Suppose we have $m$ training examples ${(x^{(i)}, y^{(i)})}$

$L$ - total number of layers in network
$S_l$ - # of units (without bias) in layer $l$
$K = S_L$ - number of units the output layer, i.e. the network classifies $K$ classes

output $h_{\theta}(x) \in \mathbb{R}^{K}$

For example,

$L = 3$
$S_1 = 3, S_2 = 4, K = S_3 = 3$

For Logistic Regression with Regularization we have the following cost function:

\[J(\theta) = -\cfrac{1}{m} \sum \Big[ y^{(i)} \log h_{\theta}(x^{(i)}) + (1 - y^{(i)}) \log (1 - h_{\theta}(x^{(i)})) \Big] + \cfrac{\lambda}{2m} \sum_{j = 1}^{n} \theta_j^2\]

In neural networks

$h_{\theta}(x) \in \mathbb{R}^K$
let $h_{\theta}(x)_i$ - be $i$th output

So we have

\[J(\theta) = -\cfrac{1}{m} \sum_{i = 1}^{m} \sum_{k = 1}^{K} \Big[ y_k^{(i)} \log h_{\theta}(x^{(i)})_k + (1 - y_k^{(i)}) \log (1 - h_{\theta}(x^{(i)})_k ) \Big] + \cfrac{\lambda}{2m} \sum_{l = 1}^{L - 1} \sum_{i = 1}^{S_l} \sum_{j = 1}^{S_{l + 1}} (\theta_{ji}^{l})^2\]

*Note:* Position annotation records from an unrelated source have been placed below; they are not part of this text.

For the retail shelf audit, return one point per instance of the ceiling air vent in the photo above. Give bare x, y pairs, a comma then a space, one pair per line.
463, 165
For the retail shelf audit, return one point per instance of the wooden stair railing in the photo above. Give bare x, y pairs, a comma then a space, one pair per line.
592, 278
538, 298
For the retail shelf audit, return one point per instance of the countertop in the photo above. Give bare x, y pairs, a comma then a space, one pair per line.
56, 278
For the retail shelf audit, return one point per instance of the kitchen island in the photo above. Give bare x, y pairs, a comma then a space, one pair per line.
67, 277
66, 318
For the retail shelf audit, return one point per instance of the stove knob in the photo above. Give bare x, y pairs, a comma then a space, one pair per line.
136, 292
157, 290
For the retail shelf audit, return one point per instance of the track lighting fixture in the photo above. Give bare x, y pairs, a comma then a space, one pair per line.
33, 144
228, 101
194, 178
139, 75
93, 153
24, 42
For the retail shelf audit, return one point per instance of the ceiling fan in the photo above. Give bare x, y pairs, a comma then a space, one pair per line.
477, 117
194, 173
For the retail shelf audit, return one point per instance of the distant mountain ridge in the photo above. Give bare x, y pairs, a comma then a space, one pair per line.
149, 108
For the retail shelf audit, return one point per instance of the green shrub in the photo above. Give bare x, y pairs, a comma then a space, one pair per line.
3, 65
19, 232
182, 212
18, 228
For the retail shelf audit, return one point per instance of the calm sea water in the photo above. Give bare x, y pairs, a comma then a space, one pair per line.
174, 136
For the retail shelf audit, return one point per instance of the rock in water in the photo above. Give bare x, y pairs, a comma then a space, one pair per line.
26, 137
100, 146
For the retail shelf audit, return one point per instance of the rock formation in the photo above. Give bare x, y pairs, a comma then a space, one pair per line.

here we also don’t regularize bias inputs

Back Propagation

we need to find such $\theta$ that $J(\theta)$ is minimal
for that we can use Gradient Descent or other advanced optimization techniques
for GD we need to compute partial derivative $\cfrac{\partial}{\partial \theta_{ij}^{(l)}} J(\theta)$ with respect to each $\theta_{ij}^{(l)}$

'’Back Propagation’’ is a technique for calculating partial derivatives in neural networks

suppose we have a training example $(x, y)$

To compute cost $J(\theta)$ we use Forward Propagation (vectorized)

$a^{(1)} = x$
$z^{(2)} = \theta^{(1)} \cdot a^{(1)}$
$a^{(2)} = g(z^{(2)})$ (plus adding $a_0^{(2)} = 1$)
$z^{(3)} = \theta^{(2)} \cdot a^{(2)}$
$a^{(3)} = g(z^{(3)})$ (plus adding $a_0^{(3)} = 1$)
$z^{(4)} = \theta^{(3)} \cdot a^{(4)}$
$a^{(4)} = g(z^{(4)})$ (plus adding $a_0^{4)} = 1$)

Back Propagation Overview

To compute derivatives we use Back Propagation

let $\delta_j^{(l)} $be “error” of node $j$ in layer $i$ (for $a_j^{(l)}$)
for each output unit we compute
- $\delta_k^{(L)} = a_j^{(L)} - y_j = h_{\theta}(x)_j - y_j$
- or, vectorized:
: $\delta^{(L)} = a^{(L)} - y$

next, we compute $\delta$ for all earlier layers

$\delta^{(3)} = (\theta^{(3)})^T \cdot \delta^{(4)} * g’(z^{(3)})$
where
- $*$ - element-wise product
- $g’(z^{(3)})$ - derivative of function $g$ in $z^{(3)}$
- $g’(z^{(3)}) = a^{(3)} * (1 - a^{(3)})$
$\delta^{(2)} = (\theta^{(2)})T \cdot \delta^{(3)} .* g’(z^{(2)})$
We don’t compute anything for the first layer - it’s the input layer, and there can be no errors

Our partial derivative is

$\cfrac{\partial}{\partial \theta_{ij}^{(l)}} J(\theta) = a_j^{(l)} \cdot \delta_i^{(l + 1)}$
(here we ignore regularization parameter $\lambda$ - i.e. we assume no regularization at the moment)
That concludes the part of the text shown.